The first difficulty in exchanging an ice-box for two barrels of potatoes is that the two owners may not live anywhere near each other and it would take much time and trouble to bring them together. The second difficulty is that you can hardly measure ice-boxes in terms of potatoes. It would be easy enough if there were nothing in the world but those two articles, but there are thousands upon thousands of different things, and how is the owner of any one to know what it is worth in terms of all the others? I may produce nothing but potatoes. That is all I have to offer the world in return for hundreds of necessities and luxuries I may want or need. But just imagine the confusion if all those goods had to be exchanged for potatoes and for one another.

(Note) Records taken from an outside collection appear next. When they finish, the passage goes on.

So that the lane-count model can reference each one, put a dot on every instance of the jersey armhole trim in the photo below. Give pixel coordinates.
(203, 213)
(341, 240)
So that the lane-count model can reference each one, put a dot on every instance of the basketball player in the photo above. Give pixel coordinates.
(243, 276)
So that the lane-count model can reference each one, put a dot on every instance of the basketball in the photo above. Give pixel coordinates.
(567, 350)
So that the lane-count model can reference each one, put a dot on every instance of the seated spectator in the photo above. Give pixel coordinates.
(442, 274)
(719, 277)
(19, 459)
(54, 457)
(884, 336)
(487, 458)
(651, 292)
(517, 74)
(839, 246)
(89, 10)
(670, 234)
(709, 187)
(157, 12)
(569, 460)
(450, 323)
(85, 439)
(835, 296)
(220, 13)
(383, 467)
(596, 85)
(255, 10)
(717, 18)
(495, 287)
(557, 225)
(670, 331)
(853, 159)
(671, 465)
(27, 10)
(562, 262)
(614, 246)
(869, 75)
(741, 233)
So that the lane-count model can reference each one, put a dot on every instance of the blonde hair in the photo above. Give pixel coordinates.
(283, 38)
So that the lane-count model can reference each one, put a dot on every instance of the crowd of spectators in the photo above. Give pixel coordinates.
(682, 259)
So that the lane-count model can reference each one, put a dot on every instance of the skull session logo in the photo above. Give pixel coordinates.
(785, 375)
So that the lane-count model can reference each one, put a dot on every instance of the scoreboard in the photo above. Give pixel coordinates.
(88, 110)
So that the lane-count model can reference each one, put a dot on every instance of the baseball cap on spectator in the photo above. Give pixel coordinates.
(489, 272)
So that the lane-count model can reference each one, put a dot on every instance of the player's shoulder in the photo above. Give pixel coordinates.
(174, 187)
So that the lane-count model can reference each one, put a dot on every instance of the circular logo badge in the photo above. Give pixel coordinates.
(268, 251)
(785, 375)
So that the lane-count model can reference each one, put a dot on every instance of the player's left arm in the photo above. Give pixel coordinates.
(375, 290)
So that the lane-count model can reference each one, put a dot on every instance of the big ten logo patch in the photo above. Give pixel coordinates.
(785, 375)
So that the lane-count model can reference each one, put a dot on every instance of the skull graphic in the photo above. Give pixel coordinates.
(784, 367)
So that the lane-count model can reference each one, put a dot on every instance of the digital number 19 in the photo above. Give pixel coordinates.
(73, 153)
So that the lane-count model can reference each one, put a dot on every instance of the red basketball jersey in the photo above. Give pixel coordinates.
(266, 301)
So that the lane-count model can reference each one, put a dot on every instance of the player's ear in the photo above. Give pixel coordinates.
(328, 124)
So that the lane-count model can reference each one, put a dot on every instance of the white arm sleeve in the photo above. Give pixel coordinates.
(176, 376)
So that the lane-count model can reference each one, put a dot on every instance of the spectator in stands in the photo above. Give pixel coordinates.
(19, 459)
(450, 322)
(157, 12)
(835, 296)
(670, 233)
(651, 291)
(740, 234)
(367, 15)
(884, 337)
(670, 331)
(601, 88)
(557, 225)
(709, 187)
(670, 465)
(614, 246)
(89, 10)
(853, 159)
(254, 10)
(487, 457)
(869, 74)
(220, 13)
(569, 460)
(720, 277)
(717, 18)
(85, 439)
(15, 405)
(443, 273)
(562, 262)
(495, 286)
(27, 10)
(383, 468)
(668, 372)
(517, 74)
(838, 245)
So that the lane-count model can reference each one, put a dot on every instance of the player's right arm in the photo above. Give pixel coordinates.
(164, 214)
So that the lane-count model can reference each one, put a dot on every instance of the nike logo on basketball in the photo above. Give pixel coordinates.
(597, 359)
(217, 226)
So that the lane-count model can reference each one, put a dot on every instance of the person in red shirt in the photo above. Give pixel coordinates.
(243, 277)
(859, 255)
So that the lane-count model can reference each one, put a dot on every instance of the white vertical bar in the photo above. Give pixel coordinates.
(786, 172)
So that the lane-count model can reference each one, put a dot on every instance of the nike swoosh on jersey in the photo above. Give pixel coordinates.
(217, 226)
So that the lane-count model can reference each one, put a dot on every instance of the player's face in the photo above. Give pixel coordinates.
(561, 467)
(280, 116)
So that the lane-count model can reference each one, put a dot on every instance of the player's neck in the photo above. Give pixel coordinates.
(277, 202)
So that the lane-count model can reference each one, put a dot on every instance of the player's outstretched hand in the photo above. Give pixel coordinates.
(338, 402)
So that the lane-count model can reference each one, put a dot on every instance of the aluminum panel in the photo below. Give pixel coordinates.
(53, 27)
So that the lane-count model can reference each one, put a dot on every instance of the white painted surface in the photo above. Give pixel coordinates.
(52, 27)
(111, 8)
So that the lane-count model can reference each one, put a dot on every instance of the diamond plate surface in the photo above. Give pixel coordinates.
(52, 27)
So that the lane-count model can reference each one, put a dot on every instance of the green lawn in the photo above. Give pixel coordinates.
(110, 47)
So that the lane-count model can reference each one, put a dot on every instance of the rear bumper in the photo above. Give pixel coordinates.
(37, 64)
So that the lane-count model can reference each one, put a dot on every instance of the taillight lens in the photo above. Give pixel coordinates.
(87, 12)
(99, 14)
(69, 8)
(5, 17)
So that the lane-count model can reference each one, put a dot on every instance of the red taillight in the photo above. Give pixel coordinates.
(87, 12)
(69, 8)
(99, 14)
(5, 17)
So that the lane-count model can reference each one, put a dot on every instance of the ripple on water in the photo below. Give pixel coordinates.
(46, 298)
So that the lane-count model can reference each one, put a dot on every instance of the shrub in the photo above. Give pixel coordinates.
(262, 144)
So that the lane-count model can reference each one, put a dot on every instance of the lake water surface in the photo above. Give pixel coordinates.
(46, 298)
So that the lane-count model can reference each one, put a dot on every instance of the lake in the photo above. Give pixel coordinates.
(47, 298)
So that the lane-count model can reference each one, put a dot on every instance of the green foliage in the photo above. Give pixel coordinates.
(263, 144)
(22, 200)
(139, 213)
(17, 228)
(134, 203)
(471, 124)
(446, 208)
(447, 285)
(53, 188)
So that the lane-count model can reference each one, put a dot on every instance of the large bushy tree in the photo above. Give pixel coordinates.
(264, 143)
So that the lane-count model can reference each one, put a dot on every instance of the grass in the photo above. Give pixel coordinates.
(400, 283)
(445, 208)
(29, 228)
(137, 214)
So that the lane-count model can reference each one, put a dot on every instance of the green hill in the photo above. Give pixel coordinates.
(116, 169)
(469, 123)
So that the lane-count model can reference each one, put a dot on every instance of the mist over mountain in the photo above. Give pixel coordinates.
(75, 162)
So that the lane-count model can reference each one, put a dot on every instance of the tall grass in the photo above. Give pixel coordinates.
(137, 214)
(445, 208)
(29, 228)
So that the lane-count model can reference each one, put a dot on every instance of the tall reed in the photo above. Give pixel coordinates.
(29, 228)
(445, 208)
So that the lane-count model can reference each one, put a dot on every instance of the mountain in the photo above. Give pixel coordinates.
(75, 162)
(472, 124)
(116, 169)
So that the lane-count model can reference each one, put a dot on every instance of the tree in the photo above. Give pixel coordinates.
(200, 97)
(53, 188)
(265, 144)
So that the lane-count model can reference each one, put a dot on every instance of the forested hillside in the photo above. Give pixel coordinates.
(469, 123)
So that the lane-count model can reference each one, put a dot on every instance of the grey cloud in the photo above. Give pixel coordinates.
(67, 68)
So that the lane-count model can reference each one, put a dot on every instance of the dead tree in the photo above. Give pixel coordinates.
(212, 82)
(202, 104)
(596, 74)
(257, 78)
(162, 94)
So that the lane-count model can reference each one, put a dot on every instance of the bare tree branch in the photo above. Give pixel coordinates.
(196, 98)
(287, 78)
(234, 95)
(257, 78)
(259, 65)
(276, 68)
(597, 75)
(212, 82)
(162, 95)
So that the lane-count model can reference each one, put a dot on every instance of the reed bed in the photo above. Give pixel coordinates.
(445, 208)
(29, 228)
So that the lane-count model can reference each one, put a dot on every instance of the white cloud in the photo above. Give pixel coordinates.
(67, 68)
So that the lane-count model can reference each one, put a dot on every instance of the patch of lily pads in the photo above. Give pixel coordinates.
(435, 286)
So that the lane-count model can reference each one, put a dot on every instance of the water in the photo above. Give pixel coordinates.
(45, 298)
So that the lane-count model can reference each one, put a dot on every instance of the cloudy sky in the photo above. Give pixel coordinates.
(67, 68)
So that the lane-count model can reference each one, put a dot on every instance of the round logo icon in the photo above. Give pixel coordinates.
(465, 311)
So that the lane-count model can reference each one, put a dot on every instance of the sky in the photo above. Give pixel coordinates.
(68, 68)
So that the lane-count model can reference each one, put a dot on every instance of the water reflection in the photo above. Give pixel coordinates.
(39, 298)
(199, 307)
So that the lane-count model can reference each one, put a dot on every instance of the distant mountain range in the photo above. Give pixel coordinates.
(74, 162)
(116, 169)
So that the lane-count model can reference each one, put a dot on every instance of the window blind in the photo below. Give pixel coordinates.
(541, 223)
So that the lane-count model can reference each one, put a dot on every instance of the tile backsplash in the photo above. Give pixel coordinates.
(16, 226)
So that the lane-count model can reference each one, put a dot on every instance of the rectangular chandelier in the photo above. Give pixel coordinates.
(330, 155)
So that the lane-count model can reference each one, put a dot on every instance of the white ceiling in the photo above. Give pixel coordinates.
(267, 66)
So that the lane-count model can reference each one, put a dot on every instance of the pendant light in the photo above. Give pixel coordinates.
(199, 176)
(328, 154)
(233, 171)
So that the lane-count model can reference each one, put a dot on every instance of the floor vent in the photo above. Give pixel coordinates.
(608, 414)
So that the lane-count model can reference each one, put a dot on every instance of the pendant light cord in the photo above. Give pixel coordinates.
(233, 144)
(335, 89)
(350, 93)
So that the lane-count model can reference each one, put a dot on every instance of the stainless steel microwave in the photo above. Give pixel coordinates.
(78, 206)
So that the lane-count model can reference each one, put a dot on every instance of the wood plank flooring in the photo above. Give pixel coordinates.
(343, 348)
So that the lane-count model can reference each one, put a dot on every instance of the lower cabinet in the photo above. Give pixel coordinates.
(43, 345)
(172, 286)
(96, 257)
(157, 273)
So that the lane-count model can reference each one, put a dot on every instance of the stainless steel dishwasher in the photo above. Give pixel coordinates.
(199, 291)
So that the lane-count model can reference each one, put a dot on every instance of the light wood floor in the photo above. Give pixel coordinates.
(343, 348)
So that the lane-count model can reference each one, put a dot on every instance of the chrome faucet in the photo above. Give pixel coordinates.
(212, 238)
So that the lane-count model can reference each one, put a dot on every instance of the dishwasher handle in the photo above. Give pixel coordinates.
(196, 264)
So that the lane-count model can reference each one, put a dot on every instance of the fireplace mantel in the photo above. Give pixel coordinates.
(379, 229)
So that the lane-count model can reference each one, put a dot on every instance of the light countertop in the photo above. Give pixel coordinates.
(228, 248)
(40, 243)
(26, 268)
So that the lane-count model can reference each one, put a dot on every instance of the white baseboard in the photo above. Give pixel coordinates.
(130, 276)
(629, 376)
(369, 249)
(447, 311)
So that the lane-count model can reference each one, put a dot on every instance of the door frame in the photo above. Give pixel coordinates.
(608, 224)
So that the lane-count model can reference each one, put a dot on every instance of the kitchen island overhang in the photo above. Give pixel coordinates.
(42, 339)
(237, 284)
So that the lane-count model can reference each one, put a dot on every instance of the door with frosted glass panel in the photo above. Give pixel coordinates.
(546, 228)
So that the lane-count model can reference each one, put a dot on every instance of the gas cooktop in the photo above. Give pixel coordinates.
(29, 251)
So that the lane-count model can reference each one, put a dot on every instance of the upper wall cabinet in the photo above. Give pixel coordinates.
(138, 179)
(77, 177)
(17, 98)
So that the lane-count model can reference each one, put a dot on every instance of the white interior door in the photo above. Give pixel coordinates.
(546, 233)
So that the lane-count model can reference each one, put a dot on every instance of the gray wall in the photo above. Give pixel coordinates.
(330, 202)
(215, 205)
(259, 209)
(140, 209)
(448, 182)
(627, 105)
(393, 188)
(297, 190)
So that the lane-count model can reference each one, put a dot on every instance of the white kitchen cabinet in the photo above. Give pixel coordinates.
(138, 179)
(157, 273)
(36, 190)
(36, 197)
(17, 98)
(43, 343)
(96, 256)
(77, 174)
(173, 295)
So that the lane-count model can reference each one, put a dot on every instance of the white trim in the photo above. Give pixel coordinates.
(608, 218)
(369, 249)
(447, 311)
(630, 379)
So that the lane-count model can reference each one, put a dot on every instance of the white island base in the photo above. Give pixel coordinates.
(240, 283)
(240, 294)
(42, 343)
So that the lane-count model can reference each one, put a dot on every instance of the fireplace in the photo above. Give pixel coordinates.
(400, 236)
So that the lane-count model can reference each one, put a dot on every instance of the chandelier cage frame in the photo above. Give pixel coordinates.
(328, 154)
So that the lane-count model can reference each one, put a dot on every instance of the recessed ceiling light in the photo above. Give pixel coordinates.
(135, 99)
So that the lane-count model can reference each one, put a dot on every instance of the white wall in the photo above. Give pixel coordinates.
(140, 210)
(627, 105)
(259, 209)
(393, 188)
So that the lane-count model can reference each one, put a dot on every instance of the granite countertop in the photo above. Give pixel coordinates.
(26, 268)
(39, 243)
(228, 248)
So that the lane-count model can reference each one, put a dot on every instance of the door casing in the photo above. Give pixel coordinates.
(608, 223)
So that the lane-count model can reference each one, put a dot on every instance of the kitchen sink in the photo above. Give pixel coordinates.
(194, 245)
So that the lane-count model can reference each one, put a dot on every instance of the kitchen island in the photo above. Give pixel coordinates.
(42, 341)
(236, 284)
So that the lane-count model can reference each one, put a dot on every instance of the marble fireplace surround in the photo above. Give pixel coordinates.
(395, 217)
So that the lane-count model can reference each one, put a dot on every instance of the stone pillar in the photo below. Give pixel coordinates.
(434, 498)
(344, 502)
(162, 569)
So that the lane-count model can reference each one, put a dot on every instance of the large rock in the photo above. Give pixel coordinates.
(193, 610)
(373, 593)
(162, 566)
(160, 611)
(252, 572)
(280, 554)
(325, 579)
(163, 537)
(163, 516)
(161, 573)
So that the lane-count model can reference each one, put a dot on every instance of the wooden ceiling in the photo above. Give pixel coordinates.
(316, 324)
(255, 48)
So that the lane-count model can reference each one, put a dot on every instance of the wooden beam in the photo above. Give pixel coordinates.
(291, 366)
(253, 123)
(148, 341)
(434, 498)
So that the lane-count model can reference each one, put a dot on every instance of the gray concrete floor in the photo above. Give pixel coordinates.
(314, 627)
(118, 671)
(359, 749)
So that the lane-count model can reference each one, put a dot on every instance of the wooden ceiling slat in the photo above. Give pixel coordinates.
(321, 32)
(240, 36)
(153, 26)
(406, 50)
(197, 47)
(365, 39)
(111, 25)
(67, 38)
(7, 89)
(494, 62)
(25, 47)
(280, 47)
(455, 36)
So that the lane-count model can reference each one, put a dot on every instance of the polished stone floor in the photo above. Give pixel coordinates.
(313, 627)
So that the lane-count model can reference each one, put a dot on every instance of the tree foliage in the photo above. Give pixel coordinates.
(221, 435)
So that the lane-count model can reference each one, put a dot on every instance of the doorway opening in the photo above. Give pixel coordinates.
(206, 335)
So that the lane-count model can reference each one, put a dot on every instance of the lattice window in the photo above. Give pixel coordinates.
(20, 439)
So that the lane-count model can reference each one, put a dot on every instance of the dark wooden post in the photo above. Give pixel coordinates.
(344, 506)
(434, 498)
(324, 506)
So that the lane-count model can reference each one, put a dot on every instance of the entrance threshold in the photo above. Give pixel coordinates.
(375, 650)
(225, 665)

But once all people agree upon a single commodity which they will exchange for all other commodities, the whole business is simplified. I sell my potatoes for money and lay the money by until I want the other articles and buy them with money. Thus money is an absolute necessity unless we go back to savagery, or unless the government takes over everything, makes all people work for it and passes out food and clothing by a ticket system. Even then, the tickets would be in a sense a form of money.

This brief explanation of money should make clear what is its use and what its abuse. It is merely a means of exchange for other articles. Consequently there is no advantage of getting too much of it because no one human being can use more than a reasonable amount of necessities, comforts and luxuries. It is equally bad to have too little money, because that plainly indicates that one has not been doing his full share in producing the goods which mankind needs. The man who has no money is all right on a desert island. But in a modern, civilized, industrial community he is usually an ordinary loafer. If scenery is all he wants, he usually stands on the land some other man has worked for, to view it. Most commonly he is just a dependent, living on some one else's money.

Those who love money for itself, those whom we call misers, are probably afflicted with a form of insanity or disease. Money is all right to touch, handle and use, but if it sticks, then it is dangerous. The Greeks said: "Gold has no smell." If money affords more than a momentary pleasure in handling, then go to your doctor, for you have some strange disease. Remember that money has only one important use, to exchange for goods. There is something abhorrent, abnormal, morbid, in loving money for its own sake. Money is wholly a means, never an end.

Business men especially need to keep this distinction in view. Constantly dealing in money, balances and profits concentrates the attention upon money to such an extent that one's viewpoint may easily be warped. William Fel-singer, president of one of the great savings-banks in New York City, recently said that the big men of to-day are those who realize that money is only a recognized means for carrying on a work of real worth. There are not many misers in the old-fashioned sense among leading business men, in his opinion.

"To the man who has accumulated money through some big enterprise," said Mr. Fel-singer, "that mass of money merely signifies and stands for what he has done. The accumulation of money itself means nothing and none are so poor as those who think so. If a man could keep on working and having enough for his needs, that man would have a fortune stored up within himself. But some die in harness and others must rest, so it is necessary to save."

There are a few people who see no good in saving and investing money. Such people defend extravagance and waste by saying that it puts money into circulation, which is one of the most pernicious fallacies I know of. As I have already pointed out, money exists only to be used, but it should be spent in a useful, productive, sane and healthful manner.